You’ve done the hardest part now the marshal said – except for the 1 ½ mile climb back up to the SDW above Steyning 22.5-24 miles. Even the last downhill section was really difficult, made even harder by not wanting to fall in the thick mud onto my heavily strapped up wrist.
The route was a really good but very tough one deserving of the name Steyning Stinger. The marshals were brilliant, standing out in that weather for so long and all being so cheerful. The feed stations might have had a bit more selection for a race of that level to keep the runners going. Def glad I’ve ticked this local marathon off as my 49th official marathon/ultra.”
“For me I really liked the rolling start, as it spread out the field nicely. I set off with a small group at 8:45 and intended to take it steady for 10k at least. Storm Freya in full swing it was wet, muddy, very windy and of course …..hilly! The second hill was barely worth running up it was so steep, and went on forever. Up top it was so windy you could barely run, and then the fun downhills avoiding tree roots/runners/rocks! I felt good towards 10 miles so started pushing the pace and was followed closely on the long final descent by a another runner, which made it a fast downhill. Being slightly longer than a half, the final 500m was hard but pleased to finish 7th of 302 in 1:48. Strangely I enjoyed every minute of this race – the mud, wind, rain was so bad it was funny. Maybe not for a full marathon but the half was genuinely great fun!
Special mention to the marshals here and at the Frosty on a ‘challenging’ weather day.
CHICHESTER CORPORATE CHALLENGE
The Chichester Corporate Challenge is a three event series on Wednesday evenings around Chichester City centre. Runners start in two waves to segregate the faster runners around a course of 2.8 miles. Strong running from Henry Teague-Smith in 14:33 in 15th position overall. Other Tuffs competing were Chris Sloggett, Juliette Reader and Matt & Debra Cauchy-Duval.

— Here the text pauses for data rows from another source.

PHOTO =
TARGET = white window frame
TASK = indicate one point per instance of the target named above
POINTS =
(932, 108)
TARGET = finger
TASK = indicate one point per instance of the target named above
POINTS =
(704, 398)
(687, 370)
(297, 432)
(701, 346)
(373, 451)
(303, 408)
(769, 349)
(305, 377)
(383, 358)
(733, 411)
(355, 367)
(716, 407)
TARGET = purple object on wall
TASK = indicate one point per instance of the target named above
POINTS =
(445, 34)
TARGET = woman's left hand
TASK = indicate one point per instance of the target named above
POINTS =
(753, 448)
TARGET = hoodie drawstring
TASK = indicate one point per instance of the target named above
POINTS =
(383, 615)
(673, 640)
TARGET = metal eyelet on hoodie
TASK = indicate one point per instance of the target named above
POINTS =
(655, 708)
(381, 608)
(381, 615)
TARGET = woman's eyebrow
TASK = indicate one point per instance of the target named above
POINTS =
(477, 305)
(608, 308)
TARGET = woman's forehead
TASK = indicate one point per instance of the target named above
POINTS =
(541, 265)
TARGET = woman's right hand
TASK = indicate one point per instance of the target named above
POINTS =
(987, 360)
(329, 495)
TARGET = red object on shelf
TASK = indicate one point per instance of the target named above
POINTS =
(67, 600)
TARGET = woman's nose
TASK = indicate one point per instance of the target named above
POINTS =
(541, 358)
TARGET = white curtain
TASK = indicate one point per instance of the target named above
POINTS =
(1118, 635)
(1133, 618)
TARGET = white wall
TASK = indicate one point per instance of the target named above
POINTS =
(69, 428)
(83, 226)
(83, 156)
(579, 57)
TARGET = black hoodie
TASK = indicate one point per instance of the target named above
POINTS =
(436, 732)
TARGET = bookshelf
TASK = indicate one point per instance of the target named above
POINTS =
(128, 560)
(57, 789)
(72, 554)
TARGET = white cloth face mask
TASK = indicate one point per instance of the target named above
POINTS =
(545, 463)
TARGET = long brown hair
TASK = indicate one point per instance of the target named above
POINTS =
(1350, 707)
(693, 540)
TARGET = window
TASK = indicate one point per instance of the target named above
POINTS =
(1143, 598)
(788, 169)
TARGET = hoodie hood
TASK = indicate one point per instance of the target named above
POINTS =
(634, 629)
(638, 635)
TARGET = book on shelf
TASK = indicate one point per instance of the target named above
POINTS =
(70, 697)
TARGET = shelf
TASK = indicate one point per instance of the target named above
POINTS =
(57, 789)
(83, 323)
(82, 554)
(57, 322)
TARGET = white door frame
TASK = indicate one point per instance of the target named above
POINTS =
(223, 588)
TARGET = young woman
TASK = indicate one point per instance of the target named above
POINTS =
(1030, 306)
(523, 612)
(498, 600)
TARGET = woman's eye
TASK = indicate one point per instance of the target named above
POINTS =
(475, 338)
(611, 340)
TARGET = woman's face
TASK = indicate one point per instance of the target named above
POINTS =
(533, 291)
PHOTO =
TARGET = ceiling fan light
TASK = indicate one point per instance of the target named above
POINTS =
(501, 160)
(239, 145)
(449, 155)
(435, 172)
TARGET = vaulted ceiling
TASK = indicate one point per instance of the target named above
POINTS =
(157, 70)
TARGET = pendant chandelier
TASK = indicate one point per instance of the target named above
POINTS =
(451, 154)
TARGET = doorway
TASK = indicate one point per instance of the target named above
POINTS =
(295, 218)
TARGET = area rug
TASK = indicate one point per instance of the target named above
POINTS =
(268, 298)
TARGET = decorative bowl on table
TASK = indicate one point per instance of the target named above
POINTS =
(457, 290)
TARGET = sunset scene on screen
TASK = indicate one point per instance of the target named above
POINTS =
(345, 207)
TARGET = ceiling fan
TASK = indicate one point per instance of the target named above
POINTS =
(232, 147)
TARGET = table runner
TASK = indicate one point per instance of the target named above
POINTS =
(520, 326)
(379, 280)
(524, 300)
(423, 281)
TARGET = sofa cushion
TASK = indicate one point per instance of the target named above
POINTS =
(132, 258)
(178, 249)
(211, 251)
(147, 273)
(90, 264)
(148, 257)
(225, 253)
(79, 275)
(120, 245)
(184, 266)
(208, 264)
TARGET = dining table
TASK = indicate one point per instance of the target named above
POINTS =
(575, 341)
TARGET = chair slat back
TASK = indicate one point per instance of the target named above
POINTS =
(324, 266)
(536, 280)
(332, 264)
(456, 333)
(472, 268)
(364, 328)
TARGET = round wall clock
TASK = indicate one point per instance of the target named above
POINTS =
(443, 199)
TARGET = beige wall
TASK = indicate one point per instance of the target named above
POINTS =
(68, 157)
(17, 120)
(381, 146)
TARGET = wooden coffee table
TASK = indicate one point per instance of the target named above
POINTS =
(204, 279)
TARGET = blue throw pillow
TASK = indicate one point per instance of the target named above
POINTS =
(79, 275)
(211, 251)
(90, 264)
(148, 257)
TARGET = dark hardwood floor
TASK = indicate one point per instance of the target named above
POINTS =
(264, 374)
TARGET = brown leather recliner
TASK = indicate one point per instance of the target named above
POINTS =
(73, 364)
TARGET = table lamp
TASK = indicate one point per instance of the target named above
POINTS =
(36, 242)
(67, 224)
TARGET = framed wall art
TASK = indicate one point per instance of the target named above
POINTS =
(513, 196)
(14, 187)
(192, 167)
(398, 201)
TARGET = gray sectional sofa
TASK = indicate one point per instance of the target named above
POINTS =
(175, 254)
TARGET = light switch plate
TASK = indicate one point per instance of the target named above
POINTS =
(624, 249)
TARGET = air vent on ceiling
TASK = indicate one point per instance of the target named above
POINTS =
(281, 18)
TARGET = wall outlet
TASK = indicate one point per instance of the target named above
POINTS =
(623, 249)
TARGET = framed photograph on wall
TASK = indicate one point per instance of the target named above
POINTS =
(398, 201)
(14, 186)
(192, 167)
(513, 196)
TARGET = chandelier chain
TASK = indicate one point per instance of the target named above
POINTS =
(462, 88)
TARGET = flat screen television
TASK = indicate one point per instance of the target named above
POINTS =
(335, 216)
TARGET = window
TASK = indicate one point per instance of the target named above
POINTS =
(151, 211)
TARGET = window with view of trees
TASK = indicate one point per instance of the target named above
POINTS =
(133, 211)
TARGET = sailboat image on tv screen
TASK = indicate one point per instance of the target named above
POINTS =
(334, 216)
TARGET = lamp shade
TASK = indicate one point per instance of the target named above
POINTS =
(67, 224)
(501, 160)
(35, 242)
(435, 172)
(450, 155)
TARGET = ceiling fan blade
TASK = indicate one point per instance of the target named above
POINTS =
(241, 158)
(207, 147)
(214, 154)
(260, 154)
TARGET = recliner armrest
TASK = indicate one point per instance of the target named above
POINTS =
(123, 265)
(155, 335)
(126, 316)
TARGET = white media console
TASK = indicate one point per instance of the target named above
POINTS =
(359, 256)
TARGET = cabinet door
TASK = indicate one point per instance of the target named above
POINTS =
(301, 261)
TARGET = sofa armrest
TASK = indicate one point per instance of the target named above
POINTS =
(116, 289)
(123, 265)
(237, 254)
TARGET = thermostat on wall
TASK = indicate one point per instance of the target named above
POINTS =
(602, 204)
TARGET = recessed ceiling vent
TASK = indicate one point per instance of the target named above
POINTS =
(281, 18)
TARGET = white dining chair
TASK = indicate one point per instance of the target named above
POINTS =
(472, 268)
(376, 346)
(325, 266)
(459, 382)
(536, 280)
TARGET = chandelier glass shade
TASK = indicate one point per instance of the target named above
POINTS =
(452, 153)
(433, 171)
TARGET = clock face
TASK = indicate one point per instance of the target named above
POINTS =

The next two events are on the 13th & 27th March
With everyone struggling in the wet; one of the standout performances with liquid was Gary Edge – who was over at Butlins in Bognor for the “Soul Weekender” A 10 hour session with ‘liquid’ and four hours sleep just for starters on Friday night. Then Gary went across the road to line up for Bognor Park Run. He had been one of the participants at the recent Activation seminar, but he stated he would have needed to be plugged into the mains to get the right activation, but complete he did before returning to be a Soul dude for the rest of the weekend – Class act; respect Gary. Becky Lintott-Clarke also ran using the event as a warm up for the Frosty the next day.
Across at Worthing Park Run: James Oram, Chris Sloggett, Ed Lay, Amanda de Ridder, Tim Kenny, & Elaine Rousseau were in action.